Thanksgiving


— In jewstream@yahoogroups.com, Savhbh <articw@…> wrote:
>
> That’s right its a Christian holiday. Pilgrims were/are Christian and I do not celebrate Christianity nor do I worship its Religion.
>

Oh, I don’t know. Remember now that I grew up in a household where dad was Catholic and mom was Jewish, and I had friends from both St. Patrick’s and Temple Beth El. I recall that Thanksgiving was celebrated by all my friends families, not just the Xtian ones. Across the street there were Unitarians (who aren’t exactly Xtian by any stretch of the imagination) and they celebrated Thanksgiving. And down the street were the Websters, and they were atheists. Mrs. Webster sure had her way with a turkey though. Granted, there were no Pagans, or Buddhists or Moslems (that we knew about any way) in 1970’s Kankakee Illinois, and like many communities, Kankakee was predominantly Xtian, with Catholics and Nazarenes leading the denominational pack.

I live in Eureka California now, and we have all those religions here, plus a few even I (with my minor in comparative religions) have never heard of before. And guess what: they all, every last one of them, every single sect and cult, celebrate Thanksgiving (though the Buddhists like those Tofurkey things).

So, is it really a Xtian holiday? Sure it was started by Xtians — that’s just a fact. But Ben Franklin was not a Xtian, and he thought is was cool (he also thought the turkey, rather than the eagle, should be our national bird. Connections?).
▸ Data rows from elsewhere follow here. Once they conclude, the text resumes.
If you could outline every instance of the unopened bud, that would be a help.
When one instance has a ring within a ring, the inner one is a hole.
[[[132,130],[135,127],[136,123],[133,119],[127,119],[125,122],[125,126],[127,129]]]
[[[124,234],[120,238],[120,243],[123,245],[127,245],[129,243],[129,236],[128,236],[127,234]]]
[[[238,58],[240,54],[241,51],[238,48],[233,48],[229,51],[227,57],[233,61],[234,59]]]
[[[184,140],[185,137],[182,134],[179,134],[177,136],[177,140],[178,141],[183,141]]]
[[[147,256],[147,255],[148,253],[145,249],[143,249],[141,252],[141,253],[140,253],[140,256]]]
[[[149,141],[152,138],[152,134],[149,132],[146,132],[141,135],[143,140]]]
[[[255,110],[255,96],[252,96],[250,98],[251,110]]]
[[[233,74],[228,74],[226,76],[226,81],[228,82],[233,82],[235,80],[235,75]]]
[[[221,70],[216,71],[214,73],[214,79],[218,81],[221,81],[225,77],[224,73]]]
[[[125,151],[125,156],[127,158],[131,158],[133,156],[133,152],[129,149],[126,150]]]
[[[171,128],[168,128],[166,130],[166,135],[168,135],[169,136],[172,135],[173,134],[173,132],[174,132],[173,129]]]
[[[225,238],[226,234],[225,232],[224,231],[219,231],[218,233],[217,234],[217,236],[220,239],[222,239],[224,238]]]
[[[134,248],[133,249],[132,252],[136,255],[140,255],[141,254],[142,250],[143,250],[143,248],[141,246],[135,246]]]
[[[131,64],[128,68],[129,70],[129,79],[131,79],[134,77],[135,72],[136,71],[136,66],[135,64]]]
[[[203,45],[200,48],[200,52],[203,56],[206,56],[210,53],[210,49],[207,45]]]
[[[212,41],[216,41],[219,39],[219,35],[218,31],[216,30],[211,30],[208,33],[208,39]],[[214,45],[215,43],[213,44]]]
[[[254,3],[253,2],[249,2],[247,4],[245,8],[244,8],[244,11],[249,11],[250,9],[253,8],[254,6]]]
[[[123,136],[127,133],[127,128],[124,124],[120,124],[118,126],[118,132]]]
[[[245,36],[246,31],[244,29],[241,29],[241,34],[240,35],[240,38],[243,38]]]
Thanksgiving is the one holiday when all the different faiths, put down their differences and pick up a fork. It’s the one time when we all temporarily forget who’s right and who’s not and who thinks they are, and we give thanks as a nation to whomever we each think god or the gods are.

Like it or not, if “Thou art G-d” be the truth then it’s not just you and me that is G-d — the Xtians and the Moslems and the Buddhists and even Dick Cheney — we’re all G-d, we’re all part of the big batch of soup labeled G-D, and the differences in taste we might experience are more our own personal opinion or point of view then they are any basis in reality.

The thing I’m most thankful for: I know that I am G-d. So very many don’t, and for that Gaia suffers.